What if we were to say that complexity and sharpness are the hallmarks of literary fiction, even to the extent that these qualities may be viewed as opposing each other? What if we were to say that a literary novel is a novel that makes us think?

Now that should really confuse the issue…

Due to the holidays, the next posting of the blog will be on Wednesday, January 6. I would like to wish all my readers Merry Christmas, Happy New Year, and all the best for the coming year.


  1. Thank you, Ms. or Mr. X. This is a necessary blog. I'm posting a link to this entry on my own blog, quoting your paragraph "Finally, I would like to say . . .," as it sounds remarkably similar to utterances I've often made.
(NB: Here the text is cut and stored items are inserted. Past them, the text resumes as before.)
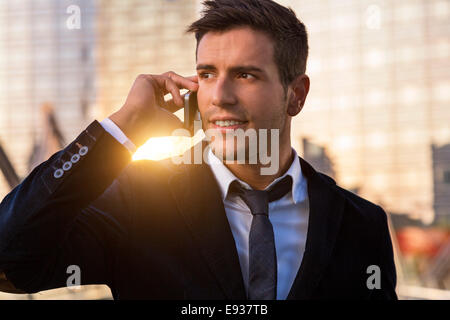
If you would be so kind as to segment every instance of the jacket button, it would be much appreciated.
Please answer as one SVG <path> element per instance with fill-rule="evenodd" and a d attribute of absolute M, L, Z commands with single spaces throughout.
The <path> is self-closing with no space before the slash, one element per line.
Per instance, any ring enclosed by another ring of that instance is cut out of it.
<path fill-rule="evenodd" d="M 78 160 L 80 160 L 80 155 L 78 153 L 75 153 L 72 158 L 70 158 L 70 161 L 72 161 L 72 163 L 77 163 Z"/>
<path fill-rule="evenodd" d="M 78 153 L 80 154 L 80 156 L 84 156 L 86 153 L 88 153 L 88 147 L 86 146 L 81 147 Z"/>
<path fill-rule="evenodd" d="M 61 178 L 64 174 L 64 171 L 62 169 L 56 169 L 55 172 L 53 173 L 53 176 L 58 179 Z"/>
<path fill-rule="evenodd" d="M 70 170 L 70 168 L 72 168 L 72 162 L 70 161 L 64 162 L 62 168 L 64 171 Z"/>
  2. A 1/2 definition of the "literary novel" I've at times used is "a book that enjoys being a book rather than being a self-advertisement for wanting to be the next Hollywood blockbuster." Or, I guess, "Una novella que no esta una puta," to pick up on another of your quotes. But don't get me started on stories about my life in the publishing industry — that's the plot of my next unsellable novel...

  3. You took the words out of my fingertips. I absolutely agree. I would only add that writing a novel about one's divorce experience doesn't qualify as literary, either, and that accounts for roughly 50 percent of what are considered literary novels.

    Paul A. Toth

  4. When I read a book that I think of as a literary novel, it's impossible not to think that it is destined to become a classic. That eliminates a lot of novels.